American executive (born 1970/71)

Marc Badain (born 1970 or 1971) is an American businessman and executive. He is currently president of the Athletics of Major League Baseball. Previously, he was the president of the Las Vegas Raiders of the National Football League (NFL) from 2013 until his resignation on July 19, 2021 and Oak View Group's Las Vegas sports & entertainment venues from 2022 until 2025. He previously was the Raiders chief financial officer.

==Professional career==
===Oakland / Las Vegas Raiders===
Beginning with the team as a summer intern for the then Los Angeles Raiders in 1991. Badain attended University of California, Berkeley Haas School of Business, graduating in 2001 with an MBA. Badain rose through the ranks eventually becoming the chief financial officer for the team and an assistant to previous CEO Amy Trask in 2006. After the resignation of Trask in 2013, Badain became the interim president of the team. In 2015, Raiders owner Mark Davis promoted him to the permanent role of president, making the announcement in the same press conference that Jack Del Rio was announced as head coach.

One of Badain's major tasks upon assuming the position of president was to help secure a new stadium for the team to replace the Oakland–Alameda County Coliseum in Oakland. He was seen as instrumental to securing the team's new stadium in Las Vegas, Nevada.
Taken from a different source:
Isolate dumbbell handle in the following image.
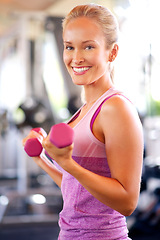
[24,123,74,157]
[24,128,47,157]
On July 19, 2021, Badain resigned his role as president of the team. In a statement Badain said that after completing the move to Las Vegas and finishing Allegiant Stadium it was time to move on to other endeavors after 30 years in the Raiders organization.

===Oak View Group===
In June 2022, it was announced he had been hired by Oak View Group to serve as president of their Las Vegas venue division which is planning on building a hotel and casino and a venue capable of hosting a National Basketball Association (NBA) expansion team.

===Athletics===
On March 3, 2025, Badain was announced as President of the Athletics of Major League Baseball, succeeding Dave Kaval.